You can imagine how well these abilities went down when I was a child, living in a highly dysfunctional family, with a Malignant Narcissist for a mother, and a Psychopath for a step-father. I quickly learned to keep my mouth shut in a world where truth, honesty, and accuracy were liabilities. I discovered from a very young age how much EVERYONE lies and deceives and manipulates reality. I also learned how to lie with ease.

The lies I continue to have a lot of difficulty detecting are the ones I routinely tell myself, and then in turn to others. Those lies have had catastrophic consequences in my life, both for myself and those around me. Since undertaking the Work, I have gotten better at spotting them and understanding the motivation behind them. But exposing my own dishonesty is still a very difficult daily practice for me, there's still a part of me that wants to "fall back" into the comfort of my own self-deceptions, and not see myself for what I am: A devious manipulator ducking and diving from the truth....

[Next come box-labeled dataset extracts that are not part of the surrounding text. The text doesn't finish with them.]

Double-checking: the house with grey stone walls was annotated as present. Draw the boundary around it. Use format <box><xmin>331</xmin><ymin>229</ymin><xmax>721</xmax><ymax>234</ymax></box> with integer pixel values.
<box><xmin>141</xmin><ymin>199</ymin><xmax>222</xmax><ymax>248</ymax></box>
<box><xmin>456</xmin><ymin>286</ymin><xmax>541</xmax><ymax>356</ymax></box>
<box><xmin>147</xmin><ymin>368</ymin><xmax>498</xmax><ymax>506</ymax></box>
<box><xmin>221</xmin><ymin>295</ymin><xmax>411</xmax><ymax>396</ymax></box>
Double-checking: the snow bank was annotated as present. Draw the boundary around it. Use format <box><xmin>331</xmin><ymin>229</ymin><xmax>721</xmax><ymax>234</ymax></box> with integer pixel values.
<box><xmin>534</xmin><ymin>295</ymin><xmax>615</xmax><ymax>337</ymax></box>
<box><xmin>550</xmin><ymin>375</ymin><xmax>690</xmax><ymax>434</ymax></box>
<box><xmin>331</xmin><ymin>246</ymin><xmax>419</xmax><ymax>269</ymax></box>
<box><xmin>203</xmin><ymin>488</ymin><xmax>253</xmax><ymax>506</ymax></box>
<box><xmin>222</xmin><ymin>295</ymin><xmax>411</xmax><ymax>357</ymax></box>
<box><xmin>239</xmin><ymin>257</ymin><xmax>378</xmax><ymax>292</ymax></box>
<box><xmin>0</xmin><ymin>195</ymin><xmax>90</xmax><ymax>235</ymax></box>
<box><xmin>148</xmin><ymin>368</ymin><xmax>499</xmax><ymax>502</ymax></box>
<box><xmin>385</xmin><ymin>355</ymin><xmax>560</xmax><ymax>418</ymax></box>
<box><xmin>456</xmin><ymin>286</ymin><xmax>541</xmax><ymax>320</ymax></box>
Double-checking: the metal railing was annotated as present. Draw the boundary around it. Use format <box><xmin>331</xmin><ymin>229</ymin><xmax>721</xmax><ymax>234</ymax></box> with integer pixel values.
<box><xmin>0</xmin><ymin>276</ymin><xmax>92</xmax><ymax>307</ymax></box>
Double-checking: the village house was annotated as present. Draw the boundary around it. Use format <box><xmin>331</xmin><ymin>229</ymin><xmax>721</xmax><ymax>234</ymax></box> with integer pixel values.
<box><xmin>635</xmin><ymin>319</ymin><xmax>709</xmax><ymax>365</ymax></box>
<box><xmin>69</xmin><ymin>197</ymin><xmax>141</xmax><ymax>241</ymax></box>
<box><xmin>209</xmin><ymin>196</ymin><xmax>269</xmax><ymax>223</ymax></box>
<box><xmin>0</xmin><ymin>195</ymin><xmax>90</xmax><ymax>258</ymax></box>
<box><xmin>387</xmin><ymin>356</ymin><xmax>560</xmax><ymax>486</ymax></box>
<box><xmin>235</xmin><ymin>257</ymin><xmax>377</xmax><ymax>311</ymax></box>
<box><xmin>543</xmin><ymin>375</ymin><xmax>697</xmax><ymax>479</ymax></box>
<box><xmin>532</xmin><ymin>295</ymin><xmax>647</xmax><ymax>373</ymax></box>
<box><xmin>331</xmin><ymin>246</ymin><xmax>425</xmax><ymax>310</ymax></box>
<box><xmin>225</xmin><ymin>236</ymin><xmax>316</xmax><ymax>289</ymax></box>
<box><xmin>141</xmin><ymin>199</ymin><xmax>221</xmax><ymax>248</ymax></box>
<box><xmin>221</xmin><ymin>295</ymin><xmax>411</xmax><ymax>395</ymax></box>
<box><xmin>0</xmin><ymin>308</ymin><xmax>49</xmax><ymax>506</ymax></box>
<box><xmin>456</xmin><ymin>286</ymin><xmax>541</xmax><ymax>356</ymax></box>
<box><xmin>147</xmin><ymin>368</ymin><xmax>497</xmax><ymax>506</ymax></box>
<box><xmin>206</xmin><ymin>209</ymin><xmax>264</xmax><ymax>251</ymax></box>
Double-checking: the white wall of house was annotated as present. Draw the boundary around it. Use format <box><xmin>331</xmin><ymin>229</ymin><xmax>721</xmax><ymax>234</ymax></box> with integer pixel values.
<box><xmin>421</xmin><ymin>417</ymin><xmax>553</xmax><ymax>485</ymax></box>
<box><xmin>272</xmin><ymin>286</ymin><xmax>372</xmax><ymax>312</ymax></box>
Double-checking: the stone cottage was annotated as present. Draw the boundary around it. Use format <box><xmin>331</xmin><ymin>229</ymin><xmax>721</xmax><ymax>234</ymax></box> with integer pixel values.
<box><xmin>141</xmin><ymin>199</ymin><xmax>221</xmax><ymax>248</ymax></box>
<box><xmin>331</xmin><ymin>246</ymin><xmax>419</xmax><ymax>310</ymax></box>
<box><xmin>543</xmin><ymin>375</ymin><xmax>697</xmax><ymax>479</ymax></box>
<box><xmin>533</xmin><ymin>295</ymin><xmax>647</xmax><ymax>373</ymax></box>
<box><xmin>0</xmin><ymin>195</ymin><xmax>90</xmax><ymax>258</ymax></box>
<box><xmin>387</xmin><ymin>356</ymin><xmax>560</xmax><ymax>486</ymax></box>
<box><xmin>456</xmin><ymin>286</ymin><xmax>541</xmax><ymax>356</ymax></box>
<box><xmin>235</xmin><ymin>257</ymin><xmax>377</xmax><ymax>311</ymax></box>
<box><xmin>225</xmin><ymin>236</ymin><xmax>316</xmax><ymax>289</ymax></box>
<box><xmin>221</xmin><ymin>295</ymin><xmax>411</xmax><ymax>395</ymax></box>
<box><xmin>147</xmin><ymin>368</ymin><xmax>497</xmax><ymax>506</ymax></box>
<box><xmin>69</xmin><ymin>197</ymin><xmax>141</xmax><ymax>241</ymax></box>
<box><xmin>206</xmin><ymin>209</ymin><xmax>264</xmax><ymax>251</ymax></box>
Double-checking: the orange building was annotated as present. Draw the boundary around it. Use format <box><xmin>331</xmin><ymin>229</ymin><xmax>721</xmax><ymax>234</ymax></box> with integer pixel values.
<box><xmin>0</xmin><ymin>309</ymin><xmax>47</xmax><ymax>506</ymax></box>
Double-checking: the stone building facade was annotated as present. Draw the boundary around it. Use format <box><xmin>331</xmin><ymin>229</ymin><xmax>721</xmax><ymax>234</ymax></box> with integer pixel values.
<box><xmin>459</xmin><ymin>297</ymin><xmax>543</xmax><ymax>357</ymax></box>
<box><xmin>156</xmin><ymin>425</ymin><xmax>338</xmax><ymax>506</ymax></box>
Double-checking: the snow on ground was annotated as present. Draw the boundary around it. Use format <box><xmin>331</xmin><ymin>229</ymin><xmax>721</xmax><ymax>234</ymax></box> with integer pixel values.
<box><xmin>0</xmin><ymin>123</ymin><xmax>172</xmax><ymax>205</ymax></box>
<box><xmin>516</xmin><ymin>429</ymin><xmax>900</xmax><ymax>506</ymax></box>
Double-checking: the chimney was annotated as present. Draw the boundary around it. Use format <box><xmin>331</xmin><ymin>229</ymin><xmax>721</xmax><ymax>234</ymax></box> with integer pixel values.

Well pepperfritz you have had your skills finely honed under the hands of your mother and father. What ever natural abilities you had I'll bet they were brought on enormously by having to live such a childhood. Having seen others have counseling and myself also, I am starting to realize how these lies we tell originate. We are not born liars but of course with the mental ability to learn most skills. Children who suffer trauma emotional or otherwise learn to distance themselves and 'read the room'. It becomes second nature and unlearning the way we act is hard. I believe as a mother I am responsible for the mental health of my children and that troubles me as I know I have grown up with them really and given them some false behavior models. I told lies as a teenager to hide the unknown and uncertainty of my upbringing. It took me many years to understand. We all tell lies but the problem is some are better than others at hiding it and knowing what they can get away with. I am rubbish. I get nervy and it shows. In learning to be honest with myself I realize too it is better not to lie but to know who you can tell truth to and who you can't. There are narcissists at work in this world who can read the situation and make a innocuous comment which in truth pushes their victim to act in a way they want without the victim even knowing. The beauty is the victim will think the origin of the desire to act came from themselves and not the narcissist. Many of us are living a lie with manipulators like this...our children husbands friends. I think we all have the ability to spot lies but we repress it from an early age we have to if we are to fit in and live the lie. The wierdos are often the ones who stick out who tell the truth as they see it and no one particularly wants to hear. Religions are made up of lies. Parents bring their children up in these beliefs which because they are written in a holy book are unquestionable. I was wondering the other day isn't the idea of a all seeing all knowing God like having a narcissist watching over you. I wonder at those young men who flew the planes into skyscrapers who was the one who lied to them who corrupted their own truth so that they would be blind enough to do such a thing. I do all I can to ensure my belief system is based upon truthfulness to myself. I am interested in learning how to spot a lie .....one day it may save my life.